## A Programmer’s Quest for Primes: Part 4 – Special Primes

10 03 2009

Continuing my playing with primes, I’m now up to having 1 billion of them sitting on my hard drive. That’s 11GB in a text file. It’s actually spread out between 10 files in 100 million prime blocks to load in an out of RAM easier. They were generated in only 30 minutes using the Sieve of Eratosthenes and a modified version of the prime program found here, http://www.troubleshooters.com/codecorn/primenumbers/primenumbers.htm.

In this post I went through my files finding some statistics on special primes. The graphs below have groups of 1 million primes on the x-axis, and the number of special primes found within that 1 million on the y-axis.

Twin primes: prime numbers that differ by two. For example, 17 and 19. There are theories that there are an infinite number of twin primes, but looking at it as a limit as the function approaches infinity, it certainly looks like it goes to 0, if very slowly. In the first 1 billion primes, there are 58,047,180 twin primes (according to my program’s results at least), or about 5.8% of the total. Cousin primes: prime numbers that differ by four. Interestingly, according to some number theory equations called the Hardy–Littlewood conjecture, they are supposed to have about the same distribution as twin primes. My results show it’s quite close, 58,040,262 of them in the first billion primes. The graph is about the same. Sexy primes: no, I didn’t come up with the name, the Latin word for 6 is sex, and the math people love to name things in Latin and use Greek symbols. Primes that differ by 6. There are 105,002,853 of them in the first billion, quite a bit more than twin or cousin primes. Answer primes: pairs of primes that differ by 42. Okay, I did make this one up. Any scifi fans out there will see the reference. There are 22,729,810 of them in the first billion primes. The graph is at least more interesting than the others due to the fact it’s a larger number. The distance between primes increases as the primes gets bigger. Some random facts of interest (to weird people like me anyway).

The longest distance between two primes out of the first billion (consecutive composite integers): 394. There are no prime numbers between 22367084959 and 22367085353. If you split the 1 billion primes into blocks of 1 hundred million, and then find the longest runs of composite integers in each block,

292 between 1453168141 and 1453168433
336 between 3842610773 and 3842611109
354 between 4302407359 and 4302407713
340 between 8605261447 and 8605261787
382 between 10726904659 and 10726905041
354 between 11705477863 and 11705478217
346 between 14066075347 and 14066075693
376 between 16161669787 and 16161670163
372 between 20404137779 and 20404138151
394 between 22367084959 and 22367085353

Since the distance on average between primes increases as you get bigger, you’d think the max distance would increase more clearly. Such is one of the mysteries of the primes.

## A Programmer’s Quest for Primes: Part 2 – Sieve of Eratosthenes

6 03 2009

This is part 2 of my quest to calculate prime numbers using small and efficient programs written in C. In the first part I wrote a program to brute force find primes by testing sequential numbers to see if they were divisible by any other prime numbers found before, and making the process a bit faster by only checking odd numbers and stopping when I reach a prime greater than the square root of the number in question.
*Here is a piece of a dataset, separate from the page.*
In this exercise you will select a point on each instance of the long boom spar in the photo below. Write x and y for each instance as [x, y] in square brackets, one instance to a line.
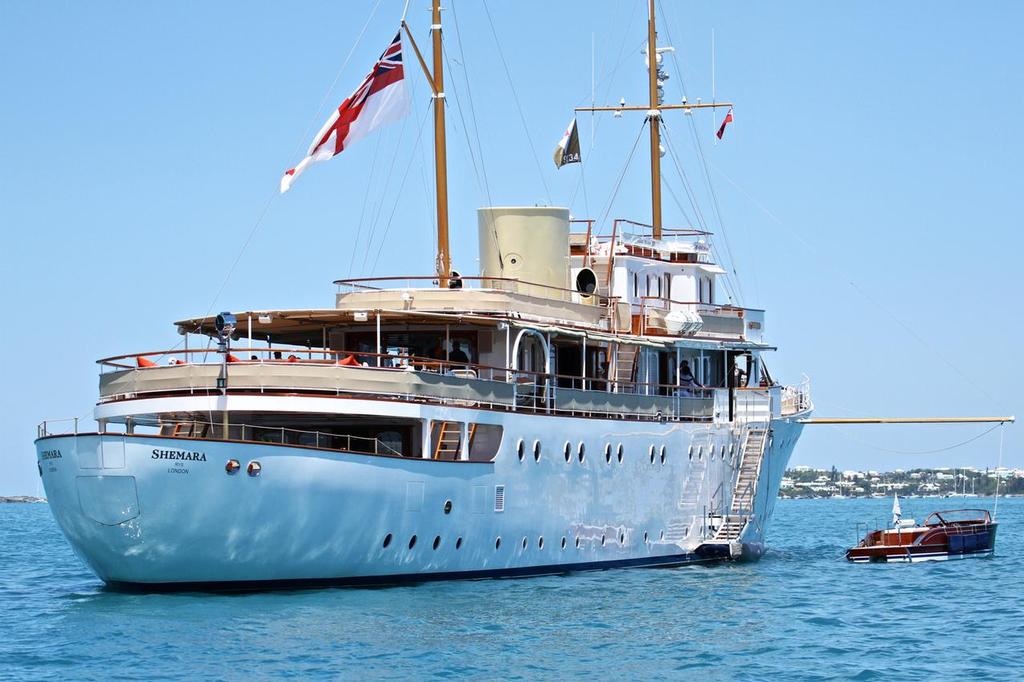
[908, 420]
For my second prime calculating program I make use of an algorithm developed 2,200 years ago by the Greek mathematician Eratosthenes. A friend once told me all the great computer science ideas were developed 20 years ago. I often tend to think it was further back than that. Division and modulus commands are very costly in terms of CPU cycles. Multiplication and addition are much faster. Rather than checking to see if a number is prime by dividing it by all prime numbers found before it, it’s much faster to multiply the prime numbers to find all the composites, and then mark anything remaining as prime. A bit array would be the ideal data structure for this algorithm, but because C doesn’t have a bit array structure built in. The only other option is use the bool datatype (C99) or an unsigned char (ANSI), but either way you’re wasting 7 bits of memory for each element (you only need one bit). While searching for bit arrays in C I found another programmer’s quest for calculating prime numbers here, http://www.troubleshooters.com/codecorn/primenumbers/primenumbers.htm.

Rather than reinventing the wheel I just finished up my much simpler version using char arrays to find the first 100 million primes. The code can be found here, http://pherricoxide.jumbofx.com/code/eratosthenesprimecalc.c. After this point it starts running out of RAM though, so to find more primes you’ll have to use a paging or cluster method as coded in the last link.

Using the brute force program it took over 2 hours to compute the first 100 million primes.

Using this method, it took less than 7 minutes. Quite a difference to say the least. The only downside is that this algorithm uses much more RAM.